Rank Intersectionality and Othello
DOI:
https://doi.org/10.18778/2083-8530.30.05Keywords:
colour, Desdemona, Othello, Toni Morrison, rank, whitenessAbstract
As a crucial concept in critical theory, intersectionality satisfies a need within global Shakespeare reception studies. The reason for this is the way it permits cross-currents between conceptions of race and gender in particular; it also allows for an awareness of the historical and cultural location of the audience or reader as distinct from the moment of the production of a particular play. It is therefore fundamentally dynamic and can be further extended via discussions of rank, sexuality or religion. This essay argues for the importance of a lively approach to intersectionality that integrates concerns of race and gender in Othello with social rank in Shakespearean Venice and Cyprus. The article deliberately eschews a psychological analysis of character, insisting that a sense of inwardness, that these stage figures should somehow be treated as though they were real people, is a much later, modern preoccupation. Instead, the play is treated as not only early modern but pre-modern. This is also why there is no treatment of class as such; that too is a much later modern category that carries all sorts of baggage, anachronistic and otherwise. Class is not a sophisticated enough notion to account adequately for the permutations in a society that was obsessed with tiny gradations in rank, dignity and honour. Beginning with reference to Toni Morrison’s conceptualization of modern American literature as predicated on a constructed whiteness, the essay moves by analogy back towards Shakespeare’s drama to the structured interplay between gender, rank and race that is this play.
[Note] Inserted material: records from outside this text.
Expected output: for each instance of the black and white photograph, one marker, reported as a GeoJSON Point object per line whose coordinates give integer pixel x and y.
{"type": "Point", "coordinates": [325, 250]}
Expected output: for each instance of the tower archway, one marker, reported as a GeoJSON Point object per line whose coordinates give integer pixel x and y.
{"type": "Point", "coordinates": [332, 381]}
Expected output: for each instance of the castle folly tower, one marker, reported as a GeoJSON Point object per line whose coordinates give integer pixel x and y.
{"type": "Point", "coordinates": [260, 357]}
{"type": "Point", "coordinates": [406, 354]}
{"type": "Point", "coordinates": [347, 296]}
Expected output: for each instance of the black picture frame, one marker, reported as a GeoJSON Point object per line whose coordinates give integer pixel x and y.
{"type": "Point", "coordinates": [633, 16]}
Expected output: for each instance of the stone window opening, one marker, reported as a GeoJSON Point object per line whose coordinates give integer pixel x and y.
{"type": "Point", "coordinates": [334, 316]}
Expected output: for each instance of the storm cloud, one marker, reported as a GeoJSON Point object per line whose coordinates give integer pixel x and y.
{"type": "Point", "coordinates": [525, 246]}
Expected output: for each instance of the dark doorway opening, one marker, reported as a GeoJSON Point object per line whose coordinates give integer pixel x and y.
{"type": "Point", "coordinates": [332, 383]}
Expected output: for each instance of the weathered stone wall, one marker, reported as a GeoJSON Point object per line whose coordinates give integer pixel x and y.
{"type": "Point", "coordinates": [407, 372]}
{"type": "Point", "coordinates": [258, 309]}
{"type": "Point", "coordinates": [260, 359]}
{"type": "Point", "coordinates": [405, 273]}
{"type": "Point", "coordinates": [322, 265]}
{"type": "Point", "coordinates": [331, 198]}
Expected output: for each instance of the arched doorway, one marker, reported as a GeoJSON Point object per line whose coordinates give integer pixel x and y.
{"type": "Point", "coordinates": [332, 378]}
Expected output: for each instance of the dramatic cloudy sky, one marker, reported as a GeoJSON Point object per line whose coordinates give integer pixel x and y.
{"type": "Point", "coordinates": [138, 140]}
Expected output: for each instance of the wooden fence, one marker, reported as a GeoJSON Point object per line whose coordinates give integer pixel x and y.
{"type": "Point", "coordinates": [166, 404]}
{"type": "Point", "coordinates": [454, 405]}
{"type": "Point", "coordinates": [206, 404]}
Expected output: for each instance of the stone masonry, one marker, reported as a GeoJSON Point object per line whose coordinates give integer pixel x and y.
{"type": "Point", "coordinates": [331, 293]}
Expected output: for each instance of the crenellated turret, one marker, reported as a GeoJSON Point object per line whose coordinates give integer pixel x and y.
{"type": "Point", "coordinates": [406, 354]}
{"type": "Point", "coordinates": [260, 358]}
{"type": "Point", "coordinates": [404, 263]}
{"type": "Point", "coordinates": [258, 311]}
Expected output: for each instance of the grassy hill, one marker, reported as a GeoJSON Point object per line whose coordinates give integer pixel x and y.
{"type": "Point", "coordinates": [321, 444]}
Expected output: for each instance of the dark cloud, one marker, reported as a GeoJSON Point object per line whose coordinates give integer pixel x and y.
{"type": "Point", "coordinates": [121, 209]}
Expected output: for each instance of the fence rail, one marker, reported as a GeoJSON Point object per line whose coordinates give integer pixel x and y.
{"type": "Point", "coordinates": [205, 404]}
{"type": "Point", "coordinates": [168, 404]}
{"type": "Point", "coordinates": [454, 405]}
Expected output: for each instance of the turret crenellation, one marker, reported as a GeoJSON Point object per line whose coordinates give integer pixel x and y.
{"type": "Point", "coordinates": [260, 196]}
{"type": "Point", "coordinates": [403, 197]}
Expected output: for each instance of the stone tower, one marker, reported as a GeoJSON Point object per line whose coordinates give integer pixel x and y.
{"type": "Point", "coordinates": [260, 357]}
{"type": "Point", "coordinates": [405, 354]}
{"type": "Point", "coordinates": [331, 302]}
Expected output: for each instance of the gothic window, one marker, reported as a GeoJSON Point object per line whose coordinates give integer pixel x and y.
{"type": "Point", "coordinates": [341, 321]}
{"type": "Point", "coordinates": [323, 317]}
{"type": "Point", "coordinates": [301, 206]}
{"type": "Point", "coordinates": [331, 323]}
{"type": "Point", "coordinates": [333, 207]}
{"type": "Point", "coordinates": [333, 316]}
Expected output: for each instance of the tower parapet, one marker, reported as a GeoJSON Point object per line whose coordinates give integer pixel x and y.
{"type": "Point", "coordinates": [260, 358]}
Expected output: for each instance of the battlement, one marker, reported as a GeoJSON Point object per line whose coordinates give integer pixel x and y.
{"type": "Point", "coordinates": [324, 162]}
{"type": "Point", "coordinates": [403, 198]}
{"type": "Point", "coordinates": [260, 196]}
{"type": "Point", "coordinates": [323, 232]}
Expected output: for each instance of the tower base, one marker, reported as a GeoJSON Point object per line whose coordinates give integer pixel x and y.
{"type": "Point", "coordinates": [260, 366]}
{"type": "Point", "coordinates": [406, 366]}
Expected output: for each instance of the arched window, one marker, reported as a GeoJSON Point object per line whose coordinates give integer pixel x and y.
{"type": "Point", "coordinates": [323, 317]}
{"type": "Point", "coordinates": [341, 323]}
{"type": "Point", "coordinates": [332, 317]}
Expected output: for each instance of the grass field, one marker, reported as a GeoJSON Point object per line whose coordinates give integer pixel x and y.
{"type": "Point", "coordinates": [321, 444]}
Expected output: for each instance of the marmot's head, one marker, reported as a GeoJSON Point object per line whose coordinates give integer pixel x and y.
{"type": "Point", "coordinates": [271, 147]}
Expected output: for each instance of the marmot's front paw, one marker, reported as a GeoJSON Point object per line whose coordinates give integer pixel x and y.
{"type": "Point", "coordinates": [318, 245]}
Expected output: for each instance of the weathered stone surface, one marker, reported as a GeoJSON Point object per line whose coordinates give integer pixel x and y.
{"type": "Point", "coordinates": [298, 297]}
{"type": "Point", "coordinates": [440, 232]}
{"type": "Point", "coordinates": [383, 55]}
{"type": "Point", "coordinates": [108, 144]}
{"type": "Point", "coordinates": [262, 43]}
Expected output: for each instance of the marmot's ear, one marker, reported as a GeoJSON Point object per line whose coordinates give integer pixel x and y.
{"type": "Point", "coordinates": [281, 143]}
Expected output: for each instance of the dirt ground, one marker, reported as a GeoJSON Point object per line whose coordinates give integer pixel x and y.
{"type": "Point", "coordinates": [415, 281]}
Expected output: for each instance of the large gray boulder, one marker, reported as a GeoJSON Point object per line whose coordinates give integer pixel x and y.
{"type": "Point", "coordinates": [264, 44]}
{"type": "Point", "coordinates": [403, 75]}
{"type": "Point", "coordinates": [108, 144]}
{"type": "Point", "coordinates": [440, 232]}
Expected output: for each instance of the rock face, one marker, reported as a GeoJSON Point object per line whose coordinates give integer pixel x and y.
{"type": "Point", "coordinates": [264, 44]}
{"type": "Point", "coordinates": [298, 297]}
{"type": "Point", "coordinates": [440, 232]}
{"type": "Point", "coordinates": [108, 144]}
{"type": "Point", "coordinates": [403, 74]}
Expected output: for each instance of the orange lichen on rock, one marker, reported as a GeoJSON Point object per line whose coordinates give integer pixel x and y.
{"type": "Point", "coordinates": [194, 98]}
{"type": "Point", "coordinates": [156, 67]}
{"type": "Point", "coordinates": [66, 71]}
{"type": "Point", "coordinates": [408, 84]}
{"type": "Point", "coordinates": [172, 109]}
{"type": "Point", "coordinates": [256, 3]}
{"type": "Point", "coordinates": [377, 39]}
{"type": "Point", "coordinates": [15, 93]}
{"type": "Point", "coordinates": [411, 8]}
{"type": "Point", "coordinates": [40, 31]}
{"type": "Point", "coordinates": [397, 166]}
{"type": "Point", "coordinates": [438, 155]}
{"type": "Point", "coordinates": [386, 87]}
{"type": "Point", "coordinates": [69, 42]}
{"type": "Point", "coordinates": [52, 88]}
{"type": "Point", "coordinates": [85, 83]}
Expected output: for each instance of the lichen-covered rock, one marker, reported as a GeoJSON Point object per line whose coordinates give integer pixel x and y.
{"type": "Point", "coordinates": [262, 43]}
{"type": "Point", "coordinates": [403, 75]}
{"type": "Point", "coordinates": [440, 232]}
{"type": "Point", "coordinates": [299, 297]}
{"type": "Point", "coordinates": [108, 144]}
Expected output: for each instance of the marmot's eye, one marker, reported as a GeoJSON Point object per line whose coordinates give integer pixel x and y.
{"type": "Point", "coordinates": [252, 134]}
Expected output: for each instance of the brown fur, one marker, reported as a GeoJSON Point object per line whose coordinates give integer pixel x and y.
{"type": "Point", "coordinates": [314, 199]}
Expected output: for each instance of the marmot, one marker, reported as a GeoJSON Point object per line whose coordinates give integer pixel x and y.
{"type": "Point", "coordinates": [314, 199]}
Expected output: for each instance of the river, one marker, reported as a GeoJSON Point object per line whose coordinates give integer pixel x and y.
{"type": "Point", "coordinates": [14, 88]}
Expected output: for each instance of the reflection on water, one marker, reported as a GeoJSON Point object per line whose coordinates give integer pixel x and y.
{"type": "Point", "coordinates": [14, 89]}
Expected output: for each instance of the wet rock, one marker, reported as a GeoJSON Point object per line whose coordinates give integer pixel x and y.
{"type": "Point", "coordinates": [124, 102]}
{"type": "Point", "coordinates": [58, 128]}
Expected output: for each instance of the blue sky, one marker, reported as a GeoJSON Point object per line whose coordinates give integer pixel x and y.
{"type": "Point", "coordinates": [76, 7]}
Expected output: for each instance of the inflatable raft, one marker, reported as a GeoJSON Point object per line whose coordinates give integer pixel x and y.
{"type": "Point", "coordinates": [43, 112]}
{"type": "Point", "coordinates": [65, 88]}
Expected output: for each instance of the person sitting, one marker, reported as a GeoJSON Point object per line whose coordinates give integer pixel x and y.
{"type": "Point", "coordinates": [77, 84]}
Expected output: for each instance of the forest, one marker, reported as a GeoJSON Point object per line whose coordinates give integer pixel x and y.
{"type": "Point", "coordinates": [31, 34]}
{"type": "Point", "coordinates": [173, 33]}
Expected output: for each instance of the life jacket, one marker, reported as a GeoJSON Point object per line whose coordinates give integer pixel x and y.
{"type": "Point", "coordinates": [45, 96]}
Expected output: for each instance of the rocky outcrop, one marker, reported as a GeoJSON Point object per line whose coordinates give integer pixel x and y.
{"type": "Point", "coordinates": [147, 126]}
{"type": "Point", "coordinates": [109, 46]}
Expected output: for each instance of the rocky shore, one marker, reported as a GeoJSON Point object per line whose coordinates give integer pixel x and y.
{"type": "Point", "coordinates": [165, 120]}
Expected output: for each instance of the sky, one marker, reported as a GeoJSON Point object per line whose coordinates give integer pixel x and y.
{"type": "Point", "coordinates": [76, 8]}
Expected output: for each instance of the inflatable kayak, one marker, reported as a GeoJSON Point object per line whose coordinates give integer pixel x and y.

Althusser’s sense of interpellation is revived in order adequately to describe how these positions work to emplace Othello and Desdemona in order to open up the play to a global perspective that accounts for multiple possibilities. The article therefore goes well beyond the old familiar groupings so beloved of character-based criticism, instead insisting on the primacy of social definitions of the positions available to the personages in the play.